In 1888, President Grover Cleveland won the popular vote by about 100,000 votes, but Republican Benjamin Harrison won more states in the East and upper Midwest with more electors and was elected president. Four years later, Cleveland beat Harrison in both the electoral and popular votes, although Harrison and Populist James Weaver together got more popular votes than Cleveland.

In 1912, Democrat Woodrow Wilson won the Electoral College vote by a landslide, but only a plurality of the popular vote, which he split with former President Theodore Roosevelt and incumbent Republican William Taft.

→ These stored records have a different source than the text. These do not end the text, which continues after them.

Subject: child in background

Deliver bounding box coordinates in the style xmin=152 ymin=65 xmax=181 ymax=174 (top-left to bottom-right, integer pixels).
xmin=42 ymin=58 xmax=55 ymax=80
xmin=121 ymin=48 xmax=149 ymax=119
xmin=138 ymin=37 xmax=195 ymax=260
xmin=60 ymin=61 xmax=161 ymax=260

In 1968, Republican Richard Nixon won the Electoral College vote but only a plurality of the popular vote, which he split with Democrat Hubert Humphrey and American Independent Party candidate George Wallace.

In 1992, Democrat Bill Clinton won the electoral vote with more than twice the electors of incumbent George H.W. Bush. But Bush and independent H. Ross Perot together got about 14 million more votes than Clinton.

In 2000, Republican George W. Bush was ahead in the Electoral College vote and Democrat Al Gore ahead in the popular vote, but the results in Florida were in dispute. The U.S. Supreme Court ruled in favor of Bush and Gore conceded.

In 2016, Republican Trump easily won the Electoral College vote, although Democrat Hillary Clinton got some 3 million more popular votes. Trump had 306 electoral votes, the same number Biden is expected to have after the Electoral College meets Monday, although Biden topped Trump by about 7 million in the popular vote.

Editor’s note: An earlier version of this story has been clarified to reflect that Gerald Ford beat Jimmy Carter in Washington in 1976.